The Fowler exhibit, “Icons of the Desert: Early Aboriginal Paintings from Papunya,” features 49 paintings and focuses largely on the early years of Western Desert Painting’s development. A companion exhibit, “Innovations in Western Desert Painting, 1972-1999,” gives museum-goers a chance to see how aboriginal Australians began masking the sacred images in their work. Both exhibits run through August 2, 2009.
“During the early years, they painted these sacred designs. Later, they realized they needed to disguise the sacred designs, and they began experimenting with marketable forms very quickly,” Hamilton explained. Human figures disappeared as the images became more abstract, and natural, traditional earth tones gave way to bold colors.

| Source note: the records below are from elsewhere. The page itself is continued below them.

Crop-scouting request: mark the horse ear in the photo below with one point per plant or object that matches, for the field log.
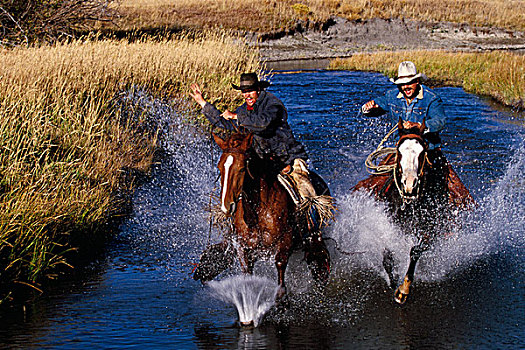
(222, 143)
(247, 142)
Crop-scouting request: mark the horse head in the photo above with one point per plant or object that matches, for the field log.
(232, 166)
(411, 157)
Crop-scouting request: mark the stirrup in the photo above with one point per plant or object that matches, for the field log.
(290, 188)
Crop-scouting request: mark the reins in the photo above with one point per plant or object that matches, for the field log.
(380, 152)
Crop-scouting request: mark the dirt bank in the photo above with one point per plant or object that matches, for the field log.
(339, 38)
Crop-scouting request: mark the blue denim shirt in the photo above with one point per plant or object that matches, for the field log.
(426, 105)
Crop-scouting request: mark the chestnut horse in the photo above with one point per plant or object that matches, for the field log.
(417, 194)
(263, 217)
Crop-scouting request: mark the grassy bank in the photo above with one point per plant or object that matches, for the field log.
(500, 75)
(269, 15)
(65, 142)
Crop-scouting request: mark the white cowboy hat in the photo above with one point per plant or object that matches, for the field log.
(406, 73)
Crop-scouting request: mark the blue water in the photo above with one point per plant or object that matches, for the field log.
(469, 290)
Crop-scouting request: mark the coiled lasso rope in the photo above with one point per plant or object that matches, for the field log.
(380, 153)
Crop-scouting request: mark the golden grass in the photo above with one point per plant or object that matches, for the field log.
(498, 74)
(267, 15)
(64, 145)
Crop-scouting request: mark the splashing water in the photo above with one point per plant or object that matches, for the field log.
(253, 296)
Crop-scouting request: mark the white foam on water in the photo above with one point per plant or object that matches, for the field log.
(253, 296)
(497, 226)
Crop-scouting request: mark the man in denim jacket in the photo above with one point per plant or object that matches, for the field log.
(264, 115)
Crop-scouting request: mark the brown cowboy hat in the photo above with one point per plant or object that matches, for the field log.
(250, 82)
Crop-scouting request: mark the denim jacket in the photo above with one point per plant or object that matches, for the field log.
(273, 137)
(426, 105)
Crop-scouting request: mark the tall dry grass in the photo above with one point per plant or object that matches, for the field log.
(267, 15)
(498, 74)
(64, 144)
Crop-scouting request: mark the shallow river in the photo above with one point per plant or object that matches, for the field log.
(469, 290)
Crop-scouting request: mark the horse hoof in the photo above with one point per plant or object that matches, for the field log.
(281, 299)
(248, 324)
(400, 297)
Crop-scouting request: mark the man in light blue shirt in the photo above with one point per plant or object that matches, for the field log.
(411, 101)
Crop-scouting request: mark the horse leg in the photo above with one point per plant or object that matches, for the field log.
(246, 260)
(388, 265)
(317, 258)
(401, 293)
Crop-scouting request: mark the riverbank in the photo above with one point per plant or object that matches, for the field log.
(339, 37)
(75, 140)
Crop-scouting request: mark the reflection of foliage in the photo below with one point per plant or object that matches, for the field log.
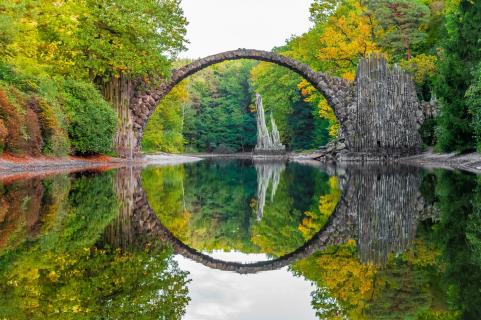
(164, 187)
(92, 205)
(295, 214)
(60, 274)
(93, 283)
(219, 197)
(458, 235)
(213, 212)
(217, 208)
(338, 270)
(437, 278)
(315, 220)
(406, 286)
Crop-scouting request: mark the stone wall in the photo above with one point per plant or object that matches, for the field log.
(380, 208)
(379, 112)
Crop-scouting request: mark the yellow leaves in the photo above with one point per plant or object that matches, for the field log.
(53, 276)
(344, 40)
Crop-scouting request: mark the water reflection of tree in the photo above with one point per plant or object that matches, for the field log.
(212, 205)
(56, 271)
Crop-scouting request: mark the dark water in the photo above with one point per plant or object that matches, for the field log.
(242, 240)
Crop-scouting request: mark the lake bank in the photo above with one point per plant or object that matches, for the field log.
(19, 164)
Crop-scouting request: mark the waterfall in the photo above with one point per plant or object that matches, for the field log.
(268, 173)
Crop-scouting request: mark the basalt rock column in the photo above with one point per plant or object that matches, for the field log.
(266, 142)
(388, 113)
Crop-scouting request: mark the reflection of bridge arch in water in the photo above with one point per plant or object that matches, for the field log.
(379, 207)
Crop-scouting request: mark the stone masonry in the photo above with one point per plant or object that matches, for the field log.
(379, 112)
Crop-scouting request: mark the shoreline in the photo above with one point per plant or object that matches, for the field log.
(12, 164)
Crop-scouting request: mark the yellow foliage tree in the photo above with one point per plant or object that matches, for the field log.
(313, 222)
(347, 36)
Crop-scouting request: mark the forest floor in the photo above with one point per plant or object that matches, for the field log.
(468, 162)
(13, 164)
(22, 163)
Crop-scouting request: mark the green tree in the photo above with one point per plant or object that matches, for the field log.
(460, 59)
(402, 22)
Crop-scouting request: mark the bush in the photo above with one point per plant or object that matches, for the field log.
(54, 128)
(473, 96)
(91, 121)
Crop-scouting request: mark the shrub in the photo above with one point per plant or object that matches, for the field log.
(91, 120)
(35, 142)
(17, 137)
(54, 130)
(3, 135)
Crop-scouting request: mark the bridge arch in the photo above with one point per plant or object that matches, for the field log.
(338, 229)
(338, 92)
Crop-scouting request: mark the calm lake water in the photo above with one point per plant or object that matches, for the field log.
(237, 239)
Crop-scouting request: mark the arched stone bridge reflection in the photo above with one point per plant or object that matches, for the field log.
(379, 112)
(380, 207)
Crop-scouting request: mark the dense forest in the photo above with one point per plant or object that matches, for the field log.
(437, 41)
(436, 277)
(59, 59)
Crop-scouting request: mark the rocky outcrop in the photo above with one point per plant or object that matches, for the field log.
(338, 92)
(379, 112)
(379, 207)
(268, 173)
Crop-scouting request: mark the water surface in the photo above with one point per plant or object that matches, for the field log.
(239, 239)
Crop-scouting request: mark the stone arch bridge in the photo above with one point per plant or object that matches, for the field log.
(379, 208)
(379, 112)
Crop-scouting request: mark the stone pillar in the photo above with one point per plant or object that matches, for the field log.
(118, 93)
(388, 113)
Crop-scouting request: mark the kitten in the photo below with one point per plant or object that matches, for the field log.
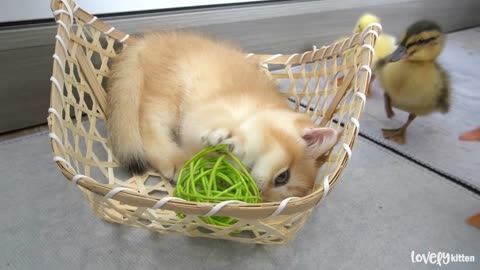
(172, 94)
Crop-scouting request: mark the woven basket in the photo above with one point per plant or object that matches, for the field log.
(84, 47)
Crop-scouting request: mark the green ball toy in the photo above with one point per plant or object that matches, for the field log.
(215, 175)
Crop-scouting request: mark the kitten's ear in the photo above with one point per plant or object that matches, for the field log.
(319, 140)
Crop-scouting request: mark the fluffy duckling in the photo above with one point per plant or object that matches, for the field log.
(412, 79)
(384, 45)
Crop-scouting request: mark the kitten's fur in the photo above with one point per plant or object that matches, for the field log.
(171, 94)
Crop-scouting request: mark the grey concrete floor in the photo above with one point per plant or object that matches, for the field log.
(383, 208)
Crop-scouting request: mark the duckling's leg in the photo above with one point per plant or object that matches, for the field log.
(369, 89)
(398, 135)
(388, 106)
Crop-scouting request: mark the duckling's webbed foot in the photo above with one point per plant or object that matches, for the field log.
(398, 135)
(388, 106)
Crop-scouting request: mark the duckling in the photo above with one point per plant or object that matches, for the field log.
(411, 78)
(384, 45)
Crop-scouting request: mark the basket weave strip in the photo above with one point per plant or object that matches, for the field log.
(85, 46)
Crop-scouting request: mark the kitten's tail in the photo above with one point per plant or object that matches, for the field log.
(124, 95)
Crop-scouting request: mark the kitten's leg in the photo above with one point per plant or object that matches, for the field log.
(162, 152)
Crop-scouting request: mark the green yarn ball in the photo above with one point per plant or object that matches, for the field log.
(215, 175)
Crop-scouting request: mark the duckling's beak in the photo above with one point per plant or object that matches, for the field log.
(398, 54)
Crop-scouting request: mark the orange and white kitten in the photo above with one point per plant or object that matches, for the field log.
(171, 94)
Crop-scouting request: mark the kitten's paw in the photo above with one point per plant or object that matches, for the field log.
(215, 137)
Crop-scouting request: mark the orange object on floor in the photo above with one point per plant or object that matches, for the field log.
(471, 135)
(474, 220)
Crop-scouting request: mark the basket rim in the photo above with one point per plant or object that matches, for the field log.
(64, 12)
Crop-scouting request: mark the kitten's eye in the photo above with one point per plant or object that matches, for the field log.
(282, 178)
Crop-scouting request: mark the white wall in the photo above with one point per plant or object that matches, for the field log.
(20, 10)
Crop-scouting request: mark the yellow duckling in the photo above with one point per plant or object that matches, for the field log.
(384, 45)
(412, 79)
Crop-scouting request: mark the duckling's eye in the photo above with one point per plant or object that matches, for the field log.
(282, 178)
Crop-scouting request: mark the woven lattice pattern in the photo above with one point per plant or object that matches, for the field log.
(328, 84)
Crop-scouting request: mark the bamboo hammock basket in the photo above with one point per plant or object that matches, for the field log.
(311, 79)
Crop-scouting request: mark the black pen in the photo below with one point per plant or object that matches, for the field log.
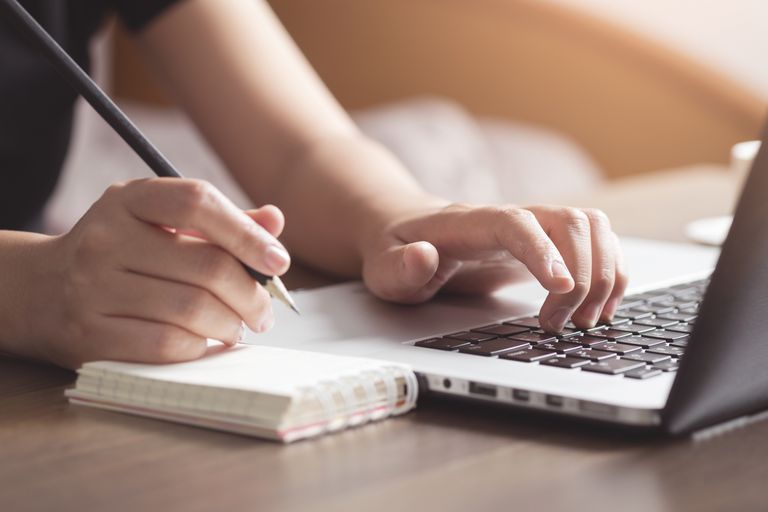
(88, 89)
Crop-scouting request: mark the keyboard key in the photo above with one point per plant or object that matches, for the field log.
(592, 355)
(565, 362)
(680, 317)
(534, 337)
(657, 322)
(500, 329)
(531, 322)
(632, 314)
(494, 347)
(618, 321)
(634, 328)
(528, 355)
(587, 340)
(612, 366)
(610, 334)
(666, 335)
(652, 308)
(560, 347)
(630, 302)
(684, 304)
(658, 296)
(667, 351)
(642, 342)
(567, 333)
(472, 337)
(646, 357)
(442, 343)
(686, 328)
(616, 348)
(666, 366)
(682, 342)
(642, 373)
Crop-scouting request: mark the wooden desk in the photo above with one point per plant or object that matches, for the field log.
(444, 456)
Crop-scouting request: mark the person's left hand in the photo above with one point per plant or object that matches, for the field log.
(572, 252)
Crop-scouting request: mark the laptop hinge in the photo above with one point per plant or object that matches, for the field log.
(725, 427)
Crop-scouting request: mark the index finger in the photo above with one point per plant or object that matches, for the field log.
(474, 233)
(196, 205)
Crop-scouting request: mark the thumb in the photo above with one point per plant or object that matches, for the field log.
(407, 273)
(269, 217)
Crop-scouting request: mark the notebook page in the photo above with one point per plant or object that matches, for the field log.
(262, 369)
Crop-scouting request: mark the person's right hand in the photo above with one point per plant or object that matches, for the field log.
(127, 286)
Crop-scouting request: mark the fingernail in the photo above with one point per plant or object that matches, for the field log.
(277, 258)
(559, 318)
(591, 313)
(610, 308)
(559, 269)
(267, 324)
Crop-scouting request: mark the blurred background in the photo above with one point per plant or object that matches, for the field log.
(632, 107)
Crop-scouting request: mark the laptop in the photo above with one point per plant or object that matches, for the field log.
(682, 354)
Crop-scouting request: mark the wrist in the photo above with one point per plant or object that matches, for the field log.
(27, 286)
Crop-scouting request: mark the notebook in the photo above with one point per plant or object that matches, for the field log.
(267, 392)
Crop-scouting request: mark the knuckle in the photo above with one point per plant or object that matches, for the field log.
(457, 207)
(575, 221)
(516, 215)
(580, 289)
(168, 344)
(622, 279)
(597, 216)
(193, 195)
(215, 265)
(192, 305)
(94, 240)
(603, 282)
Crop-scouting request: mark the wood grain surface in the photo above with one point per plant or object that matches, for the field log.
(447, 455)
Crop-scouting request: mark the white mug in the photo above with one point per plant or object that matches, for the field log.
(742, 156)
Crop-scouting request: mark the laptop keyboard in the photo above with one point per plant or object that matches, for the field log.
(647, 337)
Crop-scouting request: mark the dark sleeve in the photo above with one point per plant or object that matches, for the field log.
(136, 14)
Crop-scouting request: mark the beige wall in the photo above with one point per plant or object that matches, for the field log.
(728, 35)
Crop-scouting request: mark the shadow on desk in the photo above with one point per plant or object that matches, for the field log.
(447, 455)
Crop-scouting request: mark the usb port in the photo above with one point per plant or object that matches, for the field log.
(554, 400)
(521, 395)
(482, 389)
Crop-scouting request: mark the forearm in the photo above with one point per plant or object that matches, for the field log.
(339, 195)
(278, 129)
(21, 279)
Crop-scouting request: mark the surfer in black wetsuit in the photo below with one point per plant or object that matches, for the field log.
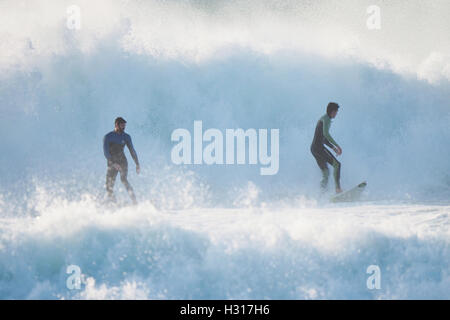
(113, 145)
(322, 154)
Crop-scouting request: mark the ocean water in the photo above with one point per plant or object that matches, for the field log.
(224, 231)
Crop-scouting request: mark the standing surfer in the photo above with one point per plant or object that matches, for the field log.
(323, 155)
(113, 145)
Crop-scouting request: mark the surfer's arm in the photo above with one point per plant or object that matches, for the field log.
(328, 143)
(132, 151)
(326, 133)
(106, 147)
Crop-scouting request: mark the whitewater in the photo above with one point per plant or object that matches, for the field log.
(224, 231)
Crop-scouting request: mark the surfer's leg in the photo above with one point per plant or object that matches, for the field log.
(111, 175)
(321, 160)
(337, 169)
(123, 178)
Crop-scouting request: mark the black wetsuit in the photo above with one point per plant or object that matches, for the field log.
(113, 146)
(322, 154)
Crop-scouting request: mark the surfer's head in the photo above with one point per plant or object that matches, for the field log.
(119, 124)
(332, 109)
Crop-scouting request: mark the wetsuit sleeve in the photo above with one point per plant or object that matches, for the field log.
(132, 151)
(328, 143)
(106, 147)
(326, 132)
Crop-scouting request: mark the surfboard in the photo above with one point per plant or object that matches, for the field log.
(350, 195)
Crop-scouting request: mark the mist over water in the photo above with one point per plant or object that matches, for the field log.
(232, 64)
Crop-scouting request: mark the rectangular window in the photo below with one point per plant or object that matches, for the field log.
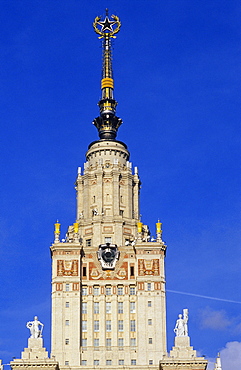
(84, 307)
(120, 307)
(132, 271)
(120, 325)
(96, 290)
(132, 290)
(108, 239)
(132, 307)
(108, 307)
(108, 325)
(120, 290)
(96, 342)
(84, 325)
(133, 342)
(88, 243)
(120, 342)
(96, 308)
(133, 325)
(96, 325)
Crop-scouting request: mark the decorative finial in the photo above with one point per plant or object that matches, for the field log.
(56, 231)
(107, 123)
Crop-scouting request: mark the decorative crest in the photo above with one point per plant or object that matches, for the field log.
(107, 27)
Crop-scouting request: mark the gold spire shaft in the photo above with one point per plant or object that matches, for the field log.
(107, 123)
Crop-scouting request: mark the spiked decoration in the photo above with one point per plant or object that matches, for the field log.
(107, 123)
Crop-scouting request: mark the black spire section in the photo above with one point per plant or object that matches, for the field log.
(107, 123)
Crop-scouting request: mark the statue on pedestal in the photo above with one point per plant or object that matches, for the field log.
(181, 329)
(33, 326)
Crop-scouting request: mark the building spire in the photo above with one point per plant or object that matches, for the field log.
(107, 123)
(218, 365)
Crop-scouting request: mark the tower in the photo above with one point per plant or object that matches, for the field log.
(108, 280)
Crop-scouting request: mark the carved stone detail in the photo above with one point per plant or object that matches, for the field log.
(148, 267)
(67, 268)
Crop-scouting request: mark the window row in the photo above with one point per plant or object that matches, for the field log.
(108, 342)
(108, 290)
(108, 325)
(120, 307)
(108, 307)
(108, 362)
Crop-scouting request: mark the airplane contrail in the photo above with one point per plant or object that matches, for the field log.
(202, 296)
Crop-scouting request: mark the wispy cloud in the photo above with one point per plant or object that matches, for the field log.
(217, 320)
(203, 296)
(231, 356)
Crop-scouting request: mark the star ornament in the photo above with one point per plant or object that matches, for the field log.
(107, 25)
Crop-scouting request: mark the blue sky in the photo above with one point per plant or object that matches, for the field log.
(177, 81)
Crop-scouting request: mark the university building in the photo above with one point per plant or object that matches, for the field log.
(108, 275)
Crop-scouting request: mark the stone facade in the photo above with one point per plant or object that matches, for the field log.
(34, 357)
(113, 316)
(183, 357)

The aboriginal Australians originally painted the patterns on the ground or on their skin during ceremonies when historical tales were handed down. The designs tell stories of their ancestors creating the landscape and passing down the rights to use sacred sites, Hamilton explained. In the early ’70s, many Aboriginals gathered at Papunya, one of several settlements built by the Australian government to settle people scattered throughout the desert. They were encouraged to relocate to the settlements to be close to services, and although there was a movement to return to their ancestral lands within a few years, enough Aboriginals gathered at Papunya so that modern civilization began to disrupt their traditions, including painting.